Steinlen e Le Chambard socialiste

steinlen_CHAMBAR.jpgDisegni di Steinlen, Le Chambard socialiste n° 14, 17 aprile 1894.

 

Jean-Luc Jarnier



"Steinlen Alexandre, illustratore molto parigino, nato a Losanna nel 1859" [1]. È con queste parole che inizia la notizia dedicatagli da henri Béraldi nel 1892 in Les graveurs du XIXe siècle [Gli incisori del XIX secolo] [2]. E per riprendere il titolo di un'opera di Francis Jourdain, Steinlen ha per reputazione di essere stato un grande disegnatore di stampe popolari [3].
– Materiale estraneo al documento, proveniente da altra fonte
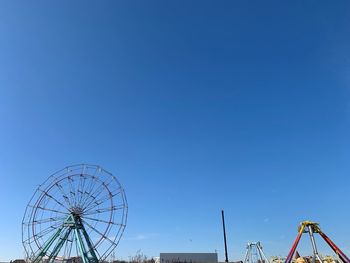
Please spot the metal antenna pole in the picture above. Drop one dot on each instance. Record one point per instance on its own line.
(223, 226)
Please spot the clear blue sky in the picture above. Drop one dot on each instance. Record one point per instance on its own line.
(195, 106)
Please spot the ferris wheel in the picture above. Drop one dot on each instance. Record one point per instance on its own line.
(79, 212)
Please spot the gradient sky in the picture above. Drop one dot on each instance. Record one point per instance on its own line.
(196, 106)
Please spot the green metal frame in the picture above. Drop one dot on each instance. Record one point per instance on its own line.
(72, 223)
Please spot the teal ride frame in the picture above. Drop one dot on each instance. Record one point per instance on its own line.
(72, 223)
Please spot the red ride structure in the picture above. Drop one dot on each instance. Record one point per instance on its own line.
(311, 228)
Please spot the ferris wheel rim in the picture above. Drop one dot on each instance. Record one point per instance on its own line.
(32, 209)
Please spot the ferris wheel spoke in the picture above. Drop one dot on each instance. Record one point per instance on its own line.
(52, 210)
(48, 220)
(102, 200)
(64, 195)
(82, 186)
(53, 198)
(93, 194)
(99, 190)
(44, 232)
(102, 221)
(88, 192)
(103, 210)
(72, 190)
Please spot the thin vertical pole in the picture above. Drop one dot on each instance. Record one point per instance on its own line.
(223, 226)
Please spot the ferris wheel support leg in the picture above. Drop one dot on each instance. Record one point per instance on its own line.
(46, 247)
(314, 247)
(81, 246)
(59, 245)
(295, 244)
(246, 256)
(340, 253)
(88, 242)
(261, 252)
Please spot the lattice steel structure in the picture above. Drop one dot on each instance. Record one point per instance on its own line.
(313, 228)
(79, 212)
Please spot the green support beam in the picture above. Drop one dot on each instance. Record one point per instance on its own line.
(72, 223)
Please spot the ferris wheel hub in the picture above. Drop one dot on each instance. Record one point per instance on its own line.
(80, 211)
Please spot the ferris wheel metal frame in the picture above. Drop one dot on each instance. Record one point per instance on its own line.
(78, 212)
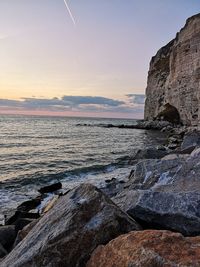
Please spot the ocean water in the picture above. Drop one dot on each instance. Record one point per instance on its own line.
(38, 151)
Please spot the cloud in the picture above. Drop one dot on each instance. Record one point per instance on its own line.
(95, 100)
(136, 98)
(82, 104)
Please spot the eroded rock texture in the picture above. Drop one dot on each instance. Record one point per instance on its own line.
(148, 249)
(173, 89)
(71, 230)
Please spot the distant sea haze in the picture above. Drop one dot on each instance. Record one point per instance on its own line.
(36, 151)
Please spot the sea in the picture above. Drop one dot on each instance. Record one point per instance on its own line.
(37, 151)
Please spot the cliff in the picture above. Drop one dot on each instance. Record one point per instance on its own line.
(173, 87)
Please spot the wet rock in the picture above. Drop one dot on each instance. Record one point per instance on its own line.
(191, 139)
(23, 233)
(148, 249)
(29, 205)
(71, 230)
(162, 210)
(154, 172)
(21, 223)
(165, 193)
(3, 252)
(50, 188)
(20, 214)
(7, 236)
(148, 153)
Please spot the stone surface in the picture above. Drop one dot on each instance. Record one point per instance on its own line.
(148, 153)
(3, 252)
(191, 139)
(174, 77)
(7, 236)
(71, 230)
(165, 193)
(148, 249)
(163, 210)
(23, 233)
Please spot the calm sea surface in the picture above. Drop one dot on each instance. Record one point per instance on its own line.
(37, 151)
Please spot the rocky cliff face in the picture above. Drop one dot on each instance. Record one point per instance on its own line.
(173, 88)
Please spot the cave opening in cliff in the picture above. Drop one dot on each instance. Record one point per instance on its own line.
(169, 113)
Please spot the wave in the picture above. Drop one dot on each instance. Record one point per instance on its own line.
(40, 179)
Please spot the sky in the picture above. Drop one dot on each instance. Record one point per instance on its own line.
(97, 66)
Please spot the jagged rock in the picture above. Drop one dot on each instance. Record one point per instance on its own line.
(154, 172)
(165, 193)
(163, 210)
(23, 233)
(191, 139)
(7, 236)
(21, 214)
(21, 223)
(71, 230)
(50, 188)
(3, 252)
(148, 249)
(174, 78)
(29, 204)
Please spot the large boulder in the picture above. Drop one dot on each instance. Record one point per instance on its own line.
(148, 249)
(162, 210)
(7, 236)
(191, 139)
(165, 193)
(66, 235)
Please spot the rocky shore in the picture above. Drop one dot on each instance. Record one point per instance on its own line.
(152, 219)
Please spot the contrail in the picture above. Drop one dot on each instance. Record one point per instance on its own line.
(70, 13)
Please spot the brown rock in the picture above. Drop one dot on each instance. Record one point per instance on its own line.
(174, 78)
(149, 248)
(71, 230)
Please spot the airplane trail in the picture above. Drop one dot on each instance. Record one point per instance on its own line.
(70, 13)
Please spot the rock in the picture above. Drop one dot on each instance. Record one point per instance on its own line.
(19, 215)
(148, 249)
(3, 252)
(173, 81)
(71, 230)
(23, 233)
(7, 236)
(154, 172)
(50, 188)
(29, 205)
(162, 210)
(165, 193)
(148, 153)
(21, 223)
(191, 139)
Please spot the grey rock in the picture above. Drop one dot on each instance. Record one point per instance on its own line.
(7, 236)
(148, 153)
(3, 252)
(173, 81)
(162, 210)
(165, 193)
(191, 139)
(71, 230)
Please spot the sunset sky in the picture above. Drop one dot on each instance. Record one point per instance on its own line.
(97, 67)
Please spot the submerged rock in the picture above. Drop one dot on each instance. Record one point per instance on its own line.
(71, 230)
(50, 188)
(148, 249)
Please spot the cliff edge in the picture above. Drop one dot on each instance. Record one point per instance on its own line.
(173, 87)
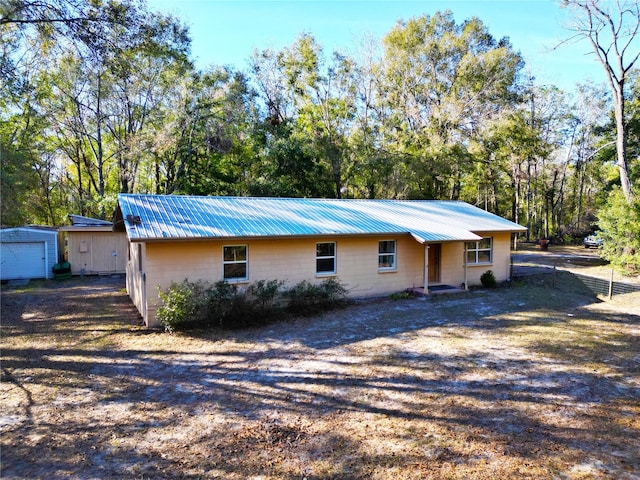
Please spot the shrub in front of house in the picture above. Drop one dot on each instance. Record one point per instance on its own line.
(488, 279)
(259, 304)
(189, 305)
(184, 305)
(306, 298)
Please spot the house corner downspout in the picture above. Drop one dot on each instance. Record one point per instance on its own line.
(426, 269)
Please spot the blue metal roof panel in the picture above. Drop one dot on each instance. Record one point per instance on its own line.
(185, 217)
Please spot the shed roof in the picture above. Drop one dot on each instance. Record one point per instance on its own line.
(175, 217)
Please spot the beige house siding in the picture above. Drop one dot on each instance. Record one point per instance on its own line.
(501, 261)
(158, 264)
(96, 252)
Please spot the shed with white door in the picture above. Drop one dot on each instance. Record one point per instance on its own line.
(93, 248)
(28, 252)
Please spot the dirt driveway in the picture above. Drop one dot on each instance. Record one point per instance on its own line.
(522, 382)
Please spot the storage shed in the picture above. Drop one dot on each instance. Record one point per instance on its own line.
(28, 252)
(93, 248)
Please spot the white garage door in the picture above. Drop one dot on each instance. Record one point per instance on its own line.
(22, 260)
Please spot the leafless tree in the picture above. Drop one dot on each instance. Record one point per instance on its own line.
(612, 29)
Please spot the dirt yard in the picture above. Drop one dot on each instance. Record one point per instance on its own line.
(529, 381)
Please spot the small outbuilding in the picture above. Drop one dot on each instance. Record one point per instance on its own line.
(28, 252)
(93, 248)
(373, 247)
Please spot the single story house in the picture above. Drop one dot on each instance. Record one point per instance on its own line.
(93, 248)
(373, 247)
(28, 252)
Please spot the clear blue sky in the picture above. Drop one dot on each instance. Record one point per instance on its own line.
(226, 32)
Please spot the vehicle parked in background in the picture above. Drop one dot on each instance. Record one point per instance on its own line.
(592, 241)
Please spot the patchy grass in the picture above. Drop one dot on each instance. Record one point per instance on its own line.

Fu uno degli illustratori di stampa francesi più in vista alla fine del XIX secolo. Dopo aver trascorso la sua giovinezza in Svizzera, nel 1881, Steinlein risiede a Montmartre. Il caso di un incontro lo pongono in contatto con Adolphe Willette. Rapidamente, disegna per la stampa. Disegna per la rivista del Chat Noir, incontra Aristide Bruant e disegna per il Mirliton. Nel 1891, inizia, per quasi dieci anni, una collaborazione notevole con Gil Blas illustré. Firma più di 700 illustrazioni. Socialista agli inizi, Steinlen si orienta progressivamente verso gli ambienti anarchici e la sua opera artistica si iscrive, da quel momento, ulteriormente nel campo della critica sociale e della satira politica.
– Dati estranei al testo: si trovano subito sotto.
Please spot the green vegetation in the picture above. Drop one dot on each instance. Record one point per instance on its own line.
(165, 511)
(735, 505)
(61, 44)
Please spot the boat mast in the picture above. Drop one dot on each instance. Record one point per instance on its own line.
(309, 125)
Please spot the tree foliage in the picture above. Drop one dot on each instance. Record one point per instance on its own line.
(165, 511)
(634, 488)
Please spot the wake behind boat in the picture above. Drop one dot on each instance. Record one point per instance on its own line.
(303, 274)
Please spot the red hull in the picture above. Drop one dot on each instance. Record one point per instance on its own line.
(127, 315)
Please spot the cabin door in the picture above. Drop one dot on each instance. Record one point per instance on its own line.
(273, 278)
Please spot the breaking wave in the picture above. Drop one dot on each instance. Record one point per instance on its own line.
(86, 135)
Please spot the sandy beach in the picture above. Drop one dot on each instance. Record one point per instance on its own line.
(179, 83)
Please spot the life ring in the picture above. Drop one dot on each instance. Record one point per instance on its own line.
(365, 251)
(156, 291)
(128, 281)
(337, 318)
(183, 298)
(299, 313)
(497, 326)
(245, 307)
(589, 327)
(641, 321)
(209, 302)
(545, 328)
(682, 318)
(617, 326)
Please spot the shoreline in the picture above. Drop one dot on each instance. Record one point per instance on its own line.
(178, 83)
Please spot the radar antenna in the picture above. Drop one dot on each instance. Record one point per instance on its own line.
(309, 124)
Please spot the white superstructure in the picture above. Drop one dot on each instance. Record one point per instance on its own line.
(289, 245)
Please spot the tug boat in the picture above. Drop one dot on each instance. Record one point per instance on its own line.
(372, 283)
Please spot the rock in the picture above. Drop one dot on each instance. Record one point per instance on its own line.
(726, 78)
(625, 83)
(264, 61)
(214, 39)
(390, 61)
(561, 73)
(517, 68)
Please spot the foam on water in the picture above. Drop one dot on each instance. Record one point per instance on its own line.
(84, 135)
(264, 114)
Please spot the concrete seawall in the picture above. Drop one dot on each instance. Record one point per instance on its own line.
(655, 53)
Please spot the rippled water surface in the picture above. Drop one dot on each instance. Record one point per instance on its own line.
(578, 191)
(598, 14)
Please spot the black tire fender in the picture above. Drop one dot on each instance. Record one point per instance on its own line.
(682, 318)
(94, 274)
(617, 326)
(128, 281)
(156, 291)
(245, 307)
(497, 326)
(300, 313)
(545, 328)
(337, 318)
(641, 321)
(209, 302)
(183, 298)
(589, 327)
Steinlen collabora al Chambard socialiste (di tendenza anarco-sindacalista) sin dal primo numero uscito il 16 dicembre 1893 e consegna delle illustrazioni, delle litografie [4] sino al numero 32 [5], firmandosi Petit Pierre.

Steinlen non firmò nessuna illustrazione per il 33° numero. Smise di collaborare al Chambard nel luglio del 1894, poco prima di una retata contro gli anarchici ed altri individui giudicati sovversivi. Si recò all'estero per sei mesi (Germania e Norvegia).

Le Chambard socialiste era un settimanale di 4 pagine diretto da Alfred Géraud-Richard del formato 50x35 cm con in genere una illustrazione in prima pagina. La tiratura oscillava intorno alle 20.000 copie.

In Le Chambard socialiste, Steinlen, l'occhio incorruttibile e la matita sempre allerta, insorge contro le disuguaglianze sociali, i rapporti tra l'opulenza e l'insufficienza. Si commuove per le condizioni di vita del mondo operaio. In un disegno dagli accenti grafici molto realistici, mostra un gruppo di bambini cenciosi che si appressano attorno poche magre pietanze. Accanto ad essi, passa un cane, indifferente. Non ha freddo ed è ricoperto da un piccolo mantello. La didascalia recita: "Bella società dove i cani dei ricchi sono più felici dei bambini dei poveri".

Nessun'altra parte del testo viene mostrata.